Re: Intermittent long application pauses on nodes

2014-02-14 Thread Frank Ng
Sorry, I have not had a chance to file a JIRA ticket.  We have not been
able to resolve the issue.  But since Joel mentioned that upgrading to
Cassandra 2.0.X solved it for them, we may need to upgrade.  We are
currently on Java 1.7 and Cassandra 1.2.8



On Thu, Feb 13, 2014 at 12:40 PM, Keith Wright kwri...@nanigans.com wrote:

 You're running 2.0.* in production?  May I ask what C* version and OS?
  Any hardware details would be appreciated as well.  Thx!
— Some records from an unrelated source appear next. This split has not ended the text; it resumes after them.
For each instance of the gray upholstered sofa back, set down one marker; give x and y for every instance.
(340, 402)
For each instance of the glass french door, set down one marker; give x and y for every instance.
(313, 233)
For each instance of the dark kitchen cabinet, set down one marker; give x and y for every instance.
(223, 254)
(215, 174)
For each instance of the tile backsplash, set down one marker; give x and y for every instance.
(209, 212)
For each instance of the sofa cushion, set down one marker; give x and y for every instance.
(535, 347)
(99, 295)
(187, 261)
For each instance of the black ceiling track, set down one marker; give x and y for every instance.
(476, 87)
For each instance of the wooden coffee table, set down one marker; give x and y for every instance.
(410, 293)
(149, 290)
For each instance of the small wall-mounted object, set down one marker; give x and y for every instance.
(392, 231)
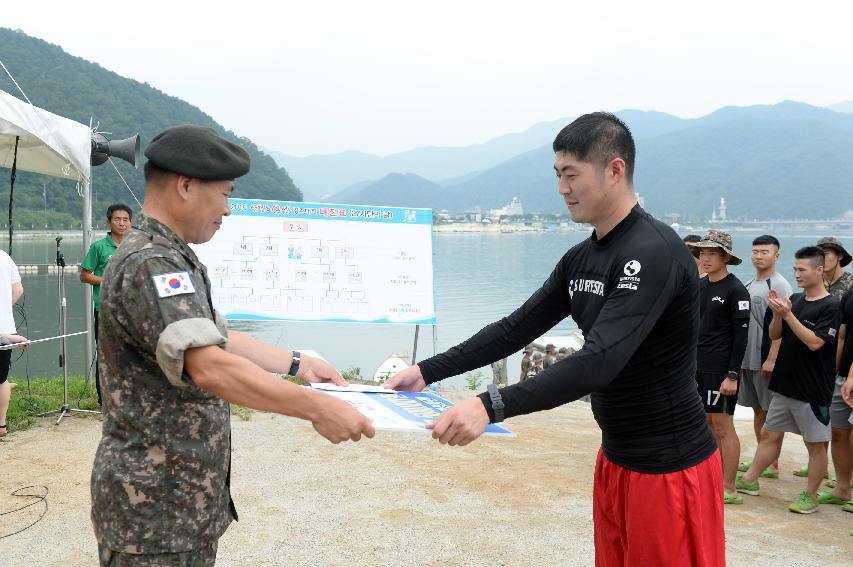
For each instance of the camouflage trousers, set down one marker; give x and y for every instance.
(203, 556)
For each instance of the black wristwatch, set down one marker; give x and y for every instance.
(294, 366)
(497, 402)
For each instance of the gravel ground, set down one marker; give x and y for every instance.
(400, 499)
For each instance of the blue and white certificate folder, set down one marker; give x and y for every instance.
(399, 411)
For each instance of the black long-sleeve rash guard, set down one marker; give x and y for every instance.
(634, 294)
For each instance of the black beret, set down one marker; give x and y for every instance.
(199, 152)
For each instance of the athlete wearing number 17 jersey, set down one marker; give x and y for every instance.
(632, 288)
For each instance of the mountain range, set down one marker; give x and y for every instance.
(80, 90)
(787, 160)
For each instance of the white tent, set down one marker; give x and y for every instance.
(50, 145)
(47, 144)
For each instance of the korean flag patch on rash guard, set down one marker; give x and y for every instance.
(177, 283)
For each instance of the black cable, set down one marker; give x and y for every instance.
(39, 498)
(12, 190)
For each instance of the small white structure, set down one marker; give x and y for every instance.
(390, 366)
(513, 209)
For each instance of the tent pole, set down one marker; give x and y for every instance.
(87, 301)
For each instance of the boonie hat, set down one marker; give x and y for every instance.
(835, 244)
(716, 239)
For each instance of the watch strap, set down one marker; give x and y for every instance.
(294, 366)
(497, 402)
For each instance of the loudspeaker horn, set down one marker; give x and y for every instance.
(103, 148)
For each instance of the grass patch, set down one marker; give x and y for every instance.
(46, 394)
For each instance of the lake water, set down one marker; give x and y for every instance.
(479, 278)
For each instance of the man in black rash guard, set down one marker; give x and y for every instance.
(723, 326)
(632, 289)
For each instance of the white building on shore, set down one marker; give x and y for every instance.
(513, 209)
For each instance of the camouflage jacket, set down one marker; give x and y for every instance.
(841, 286)
(160, 481)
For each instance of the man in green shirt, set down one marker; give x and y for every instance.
(119, 217)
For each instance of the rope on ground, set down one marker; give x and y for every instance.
(38, 498)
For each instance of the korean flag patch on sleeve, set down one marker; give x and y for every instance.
(177, 283)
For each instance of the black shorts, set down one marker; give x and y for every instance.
(709, 391)
(5, 363)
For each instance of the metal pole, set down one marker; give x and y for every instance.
(415, 348)
(87, 289)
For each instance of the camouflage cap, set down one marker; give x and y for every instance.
(835, 244)
(716, 239)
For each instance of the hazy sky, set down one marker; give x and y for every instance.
(385, 76)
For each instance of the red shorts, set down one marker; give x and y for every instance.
(659, 519)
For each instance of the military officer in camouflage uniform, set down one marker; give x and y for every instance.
(835, 279)
(170, 367)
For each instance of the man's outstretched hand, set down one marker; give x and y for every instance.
(409, 380)
(460, 424)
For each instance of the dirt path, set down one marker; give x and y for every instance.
(400, 499)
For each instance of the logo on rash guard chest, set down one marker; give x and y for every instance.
(586, 286)
(630, 280)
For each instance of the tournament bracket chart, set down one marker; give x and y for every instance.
(282, 260)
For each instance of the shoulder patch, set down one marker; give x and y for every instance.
(176, 283)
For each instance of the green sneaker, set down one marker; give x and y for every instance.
(830, 498)
(805, 504)
(750, 488)
(729, 499)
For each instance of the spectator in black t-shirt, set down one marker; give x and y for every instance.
(803, 379)
(723, 324)
(841, 413)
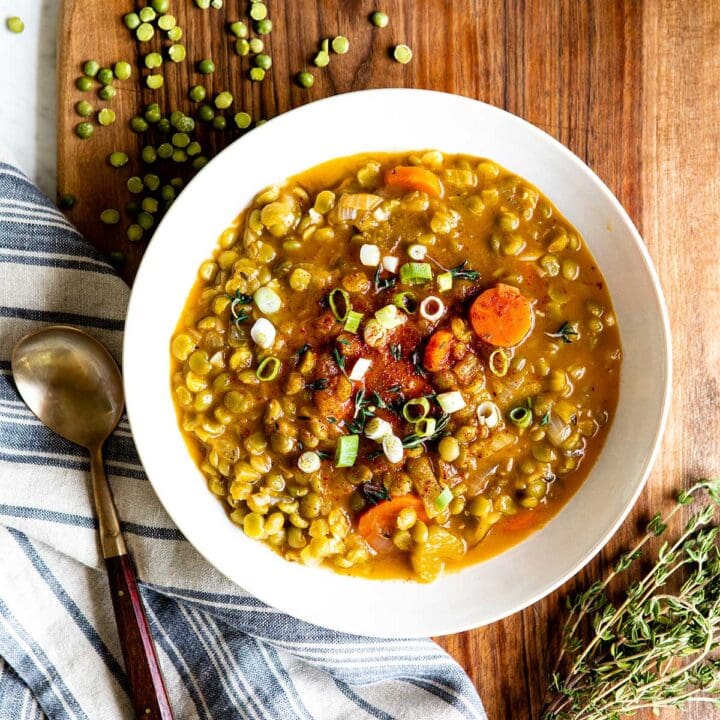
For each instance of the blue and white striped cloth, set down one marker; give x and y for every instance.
(225, 655)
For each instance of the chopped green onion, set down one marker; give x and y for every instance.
(352, 321)
(451, 401)
(393, 448)
(339, 301)
(268, 369)
(377, 429)
(389, 317)
(346, 450)
(499, 362)
(425, 427)
(432, 308)
(405, 301)
(488, 414)
(443, 499)
(521, 416)
(416, 409)
(415, 273)
(309, 462)
(444, 281)
(267, 300)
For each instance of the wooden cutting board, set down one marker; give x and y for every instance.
(632, 87)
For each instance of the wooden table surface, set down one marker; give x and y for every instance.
(631, 87)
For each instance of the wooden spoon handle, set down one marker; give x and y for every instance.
(147, 687)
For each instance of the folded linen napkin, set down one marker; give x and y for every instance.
(223, 652)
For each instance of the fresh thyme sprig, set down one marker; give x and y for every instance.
(657, 647)
(566, 332)
(462, 272)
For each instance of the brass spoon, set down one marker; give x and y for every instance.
(70, 381)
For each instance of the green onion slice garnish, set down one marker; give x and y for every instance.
(425, 427)
(444, 281)
(268, 369)
(405, 301)
(352, 321)
(415, 273)
(346, 450)
(339, 303)
(521, 416)
(443, 499)
(416, 409)
(499, 362)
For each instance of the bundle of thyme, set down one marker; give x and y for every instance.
(655, 647)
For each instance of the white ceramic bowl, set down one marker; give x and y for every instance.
(390, 120)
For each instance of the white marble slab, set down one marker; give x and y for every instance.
(28, 89)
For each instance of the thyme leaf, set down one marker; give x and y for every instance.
(373, 492)
(461, 272)
(653, 645)
(414, 440)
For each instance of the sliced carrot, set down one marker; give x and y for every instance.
(414, 178)
(438, 353)
(521, 521)
(502, 316)
(377, 524)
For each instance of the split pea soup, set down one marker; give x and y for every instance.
(396, 364)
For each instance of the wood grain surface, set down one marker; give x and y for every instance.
(631, 87)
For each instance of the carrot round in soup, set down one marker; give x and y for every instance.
(414, 178)
(502, 316)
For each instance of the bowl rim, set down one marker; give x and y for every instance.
(378, 94)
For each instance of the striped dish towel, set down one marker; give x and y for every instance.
(225, 654)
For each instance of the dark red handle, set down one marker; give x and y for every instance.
(147, 687)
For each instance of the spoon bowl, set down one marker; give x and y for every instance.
(71, 382)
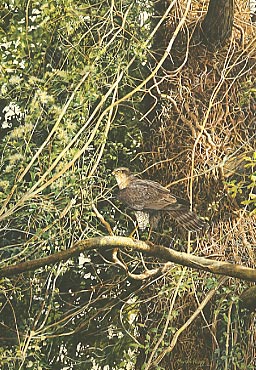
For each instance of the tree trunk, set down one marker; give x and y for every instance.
(218, 22)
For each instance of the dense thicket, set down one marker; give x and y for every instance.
(86, 86)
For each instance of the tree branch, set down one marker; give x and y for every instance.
(166, 254)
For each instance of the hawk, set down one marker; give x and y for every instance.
(147, 198)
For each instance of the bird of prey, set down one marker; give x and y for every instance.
(147, 198)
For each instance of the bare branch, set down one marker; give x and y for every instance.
(161, 252)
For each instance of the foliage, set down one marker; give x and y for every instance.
(75, 77)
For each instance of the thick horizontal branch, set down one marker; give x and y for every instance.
(166, 254)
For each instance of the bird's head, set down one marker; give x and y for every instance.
(122, 175)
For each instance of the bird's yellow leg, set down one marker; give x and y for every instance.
(134, 231)
(149, 233)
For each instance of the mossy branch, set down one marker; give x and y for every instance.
(161, 252)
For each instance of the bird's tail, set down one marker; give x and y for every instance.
(189, 220)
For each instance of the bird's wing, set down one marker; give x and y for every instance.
(149, 195)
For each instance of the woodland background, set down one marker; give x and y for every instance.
(87, 86)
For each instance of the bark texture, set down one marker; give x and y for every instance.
(218, 22)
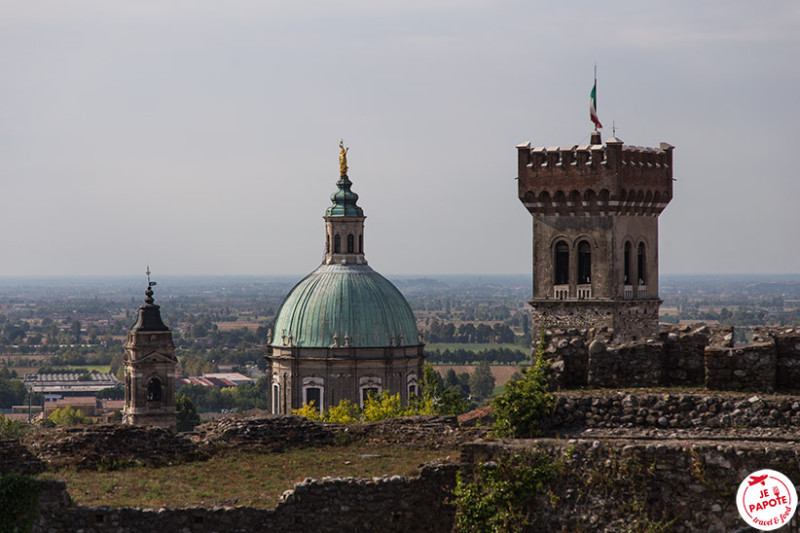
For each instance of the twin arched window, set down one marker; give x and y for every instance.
(641, 264)
(561, 269)
(351, 244)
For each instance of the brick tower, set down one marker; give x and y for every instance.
(595, 233)
(150, 368)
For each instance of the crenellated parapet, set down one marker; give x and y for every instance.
(595, 179)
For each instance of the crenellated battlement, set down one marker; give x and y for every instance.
(595, 179)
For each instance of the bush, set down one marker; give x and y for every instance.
(497, 496)
(11, 429)
(187, 416)
(68, 416)
(518, 411)
(346, 412)
(309, 410)
(382, 406)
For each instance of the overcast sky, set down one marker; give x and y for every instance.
(201, 137)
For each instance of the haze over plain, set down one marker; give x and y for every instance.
(201, 137)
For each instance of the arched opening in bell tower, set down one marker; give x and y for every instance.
(584, 263)
(561, 263)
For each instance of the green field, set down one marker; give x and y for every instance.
(475, 347)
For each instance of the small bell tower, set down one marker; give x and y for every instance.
(150, 368)
(344, 221)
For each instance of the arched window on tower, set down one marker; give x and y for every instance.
(641, 265)
(154, 390)
(276, 399)
(627, 279)
(584, 263)
(562, 264)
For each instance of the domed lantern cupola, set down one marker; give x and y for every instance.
(344, 221)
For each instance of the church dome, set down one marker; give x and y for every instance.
(345, 305)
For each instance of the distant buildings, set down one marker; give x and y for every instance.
(65, 384)
(220, 380)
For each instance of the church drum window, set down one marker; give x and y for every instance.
(584, 263)
(562, 264)
(314, 394)
(367, 392)
(154, 390)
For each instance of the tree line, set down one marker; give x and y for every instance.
(461, 356)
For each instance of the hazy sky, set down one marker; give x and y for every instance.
(201, 137)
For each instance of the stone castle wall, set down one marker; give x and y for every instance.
(680, 356)
(663, 486)
(390, 503)
(669, 458)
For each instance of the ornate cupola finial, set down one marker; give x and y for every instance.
(148, 294)
(149, 318)
(342, 158)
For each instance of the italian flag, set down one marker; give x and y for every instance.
(593, 107)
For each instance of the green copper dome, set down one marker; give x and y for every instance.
(344, 200)
(339, 301)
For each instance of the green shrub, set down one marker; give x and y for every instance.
(68, 416)
(498, 496)
(309, 410)
(187, 417)
(346, 412)
(11, 429)
(519, 410)
(382, 406)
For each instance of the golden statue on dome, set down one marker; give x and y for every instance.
(342, 158)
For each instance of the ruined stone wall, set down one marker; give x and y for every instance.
(747, 368)
(787, 353)
(654, 486)
(390, 503)
(625, 410)
(679, 356)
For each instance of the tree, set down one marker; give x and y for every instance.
(12, 392)
(519, 410)
(75, 329)
(187, 414)
(484, 333)
(481, 383)
(68, 416)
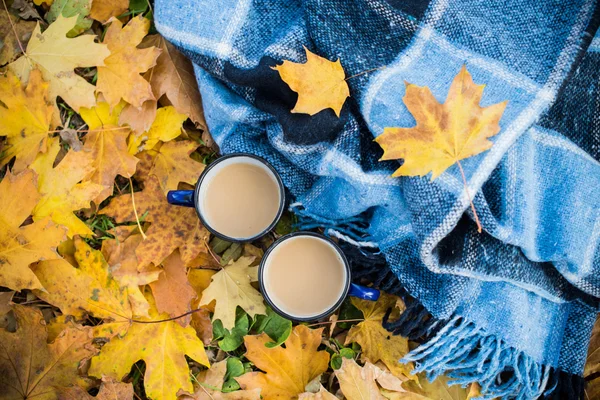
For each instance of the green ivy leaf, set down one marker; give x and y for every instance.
(70, 8)
(275, 326)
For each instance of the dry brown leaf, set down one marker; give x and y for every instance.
(25, 118)
(213, 378)
(287, 370)
(376, 342)
(107, 144)
(171, 228)
(61, 191)
(172, 291)
(445, 133)
(11, 49)
(57, 56)
(172, 164)
(320, 83)
(173, 76)
(22, 245)
(120, 255)
(109, 390)
(103, 10)
(163, 347)
(30, 368)
(120, 77)
(90, 287)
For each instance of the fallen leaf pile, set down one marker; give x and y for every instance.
(109, 292)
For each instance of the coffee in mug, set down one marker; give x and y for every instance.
(304, 276)
(239, 197)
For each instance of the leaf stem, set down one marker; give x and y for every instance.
(137, 219)
(462, 173)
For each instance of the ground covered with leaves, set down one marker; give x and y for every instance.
(108, 291)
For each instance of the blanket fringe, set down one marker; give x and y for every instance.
(351, 230)
(464, 353)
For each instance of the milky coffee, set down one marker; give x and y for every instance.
(240, 199)
(304, 276)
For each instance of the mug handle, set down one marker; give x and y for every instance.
(181, 198)
(363, 292)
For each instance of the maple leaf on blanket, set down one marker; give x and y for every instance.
(320, 83)
(25, 118)
(171, 227)
(56, 56)
(444, 133)
(22, 245)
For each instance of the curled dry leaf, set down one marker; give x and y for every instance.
(172, 164)
(376, 342)
(172, 291)
(25, 118)
(11, 49)
(56, 56)
(109, 390)
(60, 190)
(90, 287)
(231, 288)
(22, 245)
(166, 126)
(445, 133)
(287, 370)
(163, 347)
(31, 368)
(171, 227)
(213, 378)
(107, 144)
(103, 10)
(320, 83)
(119, 77)
(120, 255)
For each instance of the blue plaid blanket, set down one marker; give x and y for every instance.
(513, 306)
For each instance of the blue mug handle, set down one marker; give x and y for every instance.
(363, 292)
(181, 198)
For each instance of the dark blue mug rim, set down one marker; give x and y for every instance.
(282, 198)
(282, 313)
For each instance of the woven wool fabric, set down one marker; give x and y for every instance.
(513, 306)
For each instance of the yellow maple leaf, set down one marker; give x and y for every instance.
(171, 228)
(103, 10)
(119, 77)
(320, 83)
(230, 288)
(22, 245)
(163, 347)
(172, 164)
(287, 370)
(60, 188)
(33, 369)
(445, 133)
(25, 118)
(90, 287)
(120, 255)
(107, 144)
(166, 126)
(56, 56)
(375, 341)
(213, 378)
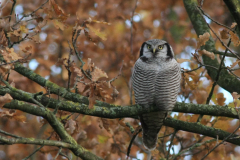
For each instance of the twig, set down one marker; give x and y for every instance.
(119, 74)
(117, 145)
(223, 44)
(68, 67)
(64, 155)
(214, 20)
(132, 140)
(193, 147)
(37, 149)
(59, 151)
(131, 38)
(9, 134)
(172, 138)
(23, 60)
(229, 136)
(216, 80)
(14, 2)
(30, 14)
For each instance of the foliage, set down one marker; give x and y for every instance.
(65, 68)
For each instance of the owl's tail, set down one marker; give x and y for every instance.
(151, 125)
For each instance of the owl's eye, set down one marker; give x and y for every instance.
(160, 47)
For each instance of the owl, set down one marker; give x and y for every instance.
(156, 81)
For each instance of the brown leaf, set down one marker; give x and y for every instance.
(71, 126)
(37, 29)
(115, 93)
(20, 118)
(224, 34)
(183, 60)
(235, 95)
(106, 124)
(90, 64)
(58, 24)
(233, 24)
(235, 39)
(12, 54)
(3, 39)
(207, 53)
(5, 99)
(235, 63)
(23, 29)
(92, 100)
(58, 10)
(98, 73)
(220, 99)
(61, 61)
(97, 32)
(202, 39)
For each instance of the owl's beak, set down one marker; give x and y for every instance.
(154, 50)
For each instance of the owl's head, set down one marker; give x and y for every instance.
(156, 48)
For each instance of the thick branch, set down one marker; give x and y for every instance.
(120, 111)
(226, 80)
(57, 125)
(177, 124)
(234, 8)
(10, 141)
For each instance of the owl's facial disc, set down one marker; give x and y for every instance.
(154, 49)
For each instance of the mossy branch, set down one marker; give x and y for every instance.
(226, 80)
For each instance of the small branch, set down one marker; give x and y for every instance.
(171, 141)
(9, 134)
(10, 141)
(131, 38)
(132, 140)
(30, 14)
(224, 140)
(214, 20)
(14, 2)
(193, 147)
(223, 44)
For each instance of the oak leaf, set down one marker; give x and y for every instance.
(58, 24)
(235, 39)
(97, 32)
(224, 34)
(207, 53)
(23, 29)
(202, 39)
(183, 60)
(233, 24)
(220, 99)
(5, 99)
(98, 73)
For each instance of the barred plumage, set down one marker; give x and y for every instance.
(156, 81)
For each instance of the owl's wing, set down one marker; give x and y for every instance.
(143, 84)
(167, 86)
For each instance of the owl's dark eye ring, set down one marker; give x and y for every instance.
(149, 46)
(160, 47)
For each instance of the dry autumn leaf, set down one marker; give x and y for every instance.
(224, 34)
(235, 63)
(98, 73)
(234, 39)
(207, 53)
(233, 25)
(5, 99)
(58, 24)
(202, 39)
(220, 99)
(183, 60)
(97, 32)
(23, 29)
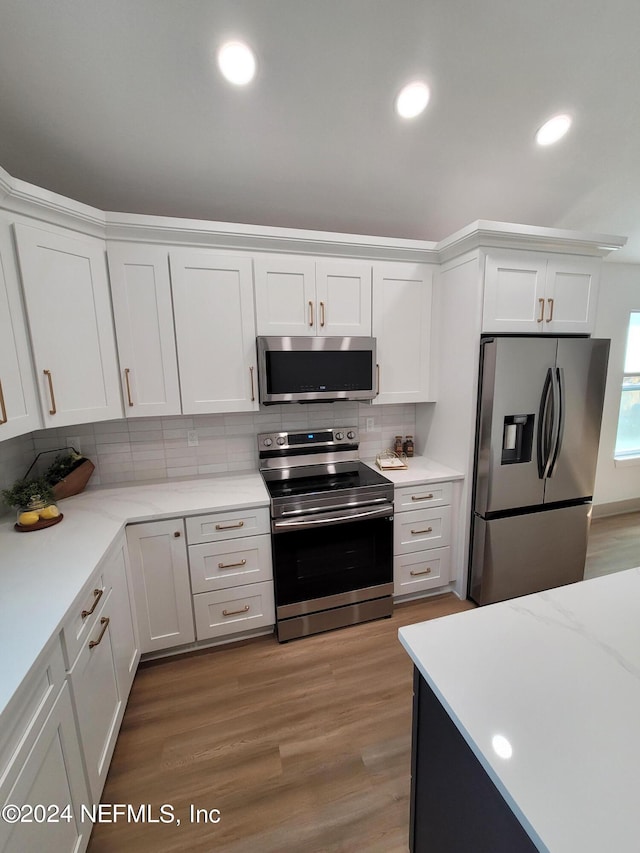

 From: Joel Samuelsson samuelsson.j...@gmail.com
 Reply-To: user@cassandra.apache.org user@cassandra.apache.org
 Date: Thursday, February 13, 2014 at 11:39 AM

 To: user@cassandra.apache.org user@cassandra.apache.org
 Subject: Re: Intermittent long application pauses on nodes

 We have had similar issues and upgrading C* to 2.0.x and Java to 1.7 seems
 to have helped our issues.


 2014-02-13 Keith Wright kwri...@nanigans.com:

 Frank did you ever file a ticket for this issue or find the root cause?
  I believe we are seeing the same issues when attempting to bootstrap.

 Thanks

 From: Robert Coli rc...@eventbrite.com
 Reply-To: user@cassandra.apache.org user@cassandra.apache.org
 Date: Monday, February 3, 2014 at 6:10 PM
 To: user@cassandra.apache.org user@cassandra.apache.org
 Subject: Re: Intermittent long application pauses on nodes

 On Mon, Feb 3, 2014 at 8:52 AM, Benedict Elliott Smith 
 belliottsm...@datastax.com wrote:


 It's possible that this is a JVM issue, but if so there may be some
 remedial action we can take anyway. There are some more flags we should
 add, but we can discuss that once you open a ticket. If you could include
 the strange JMX error as well, that might be helpful.


 It would be appreciated if you could inform this thread of the JIRA
 ticket number, for the benefit of the community and google searchers. :)

 =Rob





Intermittent long application pauses on nodes

2014-01-29 Thread Frank Ng
All,

We've been having intermittent long application pauses (version 1.2.8) and
not sure if it's a cassandra bug.  During these pauses, there are dropped
messages in the cassandra log file along with the node seeing other nodes
as down.  We've turned on gc logging and the following is an example of a
long stopped or pause event in the gc.log file.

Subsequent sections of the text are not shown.